Describe your sheet and the rule you want. Gnaw writes the Apps Script — fields, triggers, edge cases — in one shot.

FAQ

4 questions
Can I use 'UTC+5:30' instead of 'Asia/Kolkata' as the timezone string?
No. Utilities.formatDate requires a valid IANA timezone name. Offset strings like 'UTC+5:30' or 'GMT-8' will throw an error or silently fall back to UTC depending on the runtime version. Use 'Asia/Kolkata', 'America/Los_Angeles', etc. The full list is at en.wikipedia.org/wiki/List_of_tz_database_time_zones.
The output is 12 hours wrong — what happened?
Almost always an 'hh' vs 'HH' mismatch in the format string. 'hh' is 12-hour clock (1-12); 'HH' is 24-hour clock (0-23). If you use 'hh' without an 'a' (AM/PM) token, times after noon are indistinguishable from morning times. Switch to 'HH' for unambiguous output.
How do I get the spreadsheet's own timezone to use as a default?
Call SpreadsheetApp.getActiveSpreadsheet().getSpreadsheetTimeZone(). It returns the IANA name set in File > Settings, so you can pass it directly into Utilities.formatDate without hard-coding a zone name.

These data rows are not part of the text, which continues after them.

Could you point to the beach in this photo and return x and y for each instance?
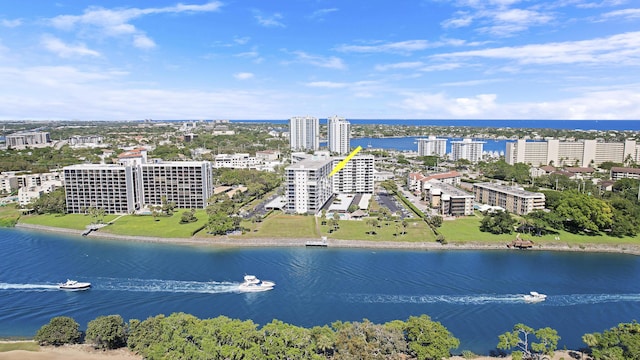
(230, 241)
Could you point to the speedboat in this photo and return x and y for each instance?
(74, 285)
(253, 284)
(534, 297)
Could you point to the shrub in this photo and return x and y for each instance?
(107, 332)
(59, 331)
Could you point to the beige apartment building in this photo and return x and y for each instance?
(570, 153)
(512, 199)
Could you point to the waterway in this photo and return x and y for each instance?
(476, 294)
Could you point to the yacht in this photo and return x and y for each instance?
(253, 284)
(534, 297)
(74, 285)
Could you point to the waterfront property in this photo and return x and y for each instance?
(512, 199)
(572, 153)
(124, 189)
(309, 187)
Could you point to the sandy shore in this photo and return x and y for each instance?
(229, 241)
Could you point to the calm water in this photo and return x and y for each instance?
(475, 294)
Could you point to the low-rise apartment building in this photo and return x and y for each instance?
(512, 199)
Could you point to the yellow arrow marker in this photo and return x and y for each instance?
(344, 162)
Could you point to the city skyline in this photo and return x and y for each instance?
(497, 59)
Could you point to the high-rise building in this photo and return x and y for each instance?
(123, 189)
(304, 133)
(432, 146)
(467, 149)
(339, 135)
(571, 153)
(309, 187)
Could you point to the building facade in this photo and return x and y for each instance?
(338, 135)
(304, 133)
(308, 186)
(514, 200)
(467, 149)
(21, 140)
(571, 153)
(432, 146)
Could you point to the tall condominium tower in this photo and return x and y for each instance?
(339, 135)
(432, 146)
(304, 133)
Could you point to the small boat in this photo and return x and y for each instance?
(534, 297)
(74, 285)
(253, 284)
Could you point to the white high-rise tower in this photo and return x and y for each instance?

Does this work with the EPOCHTODATE or TEXT formula in a cell instead of Apps Script?
Not directly. The built-in TEXT formula and date formats in Sheets always render in the spreadsheet's display timezone — there is no formula argument to specify a different target zone. If you need a cross-timezone display in a cell formula rather than a script, the only option is a custom Apps Script function called as =CONVERT_TZ(A2, 'UTC', 'America/New_York') using the same Utilities.formatDate approach.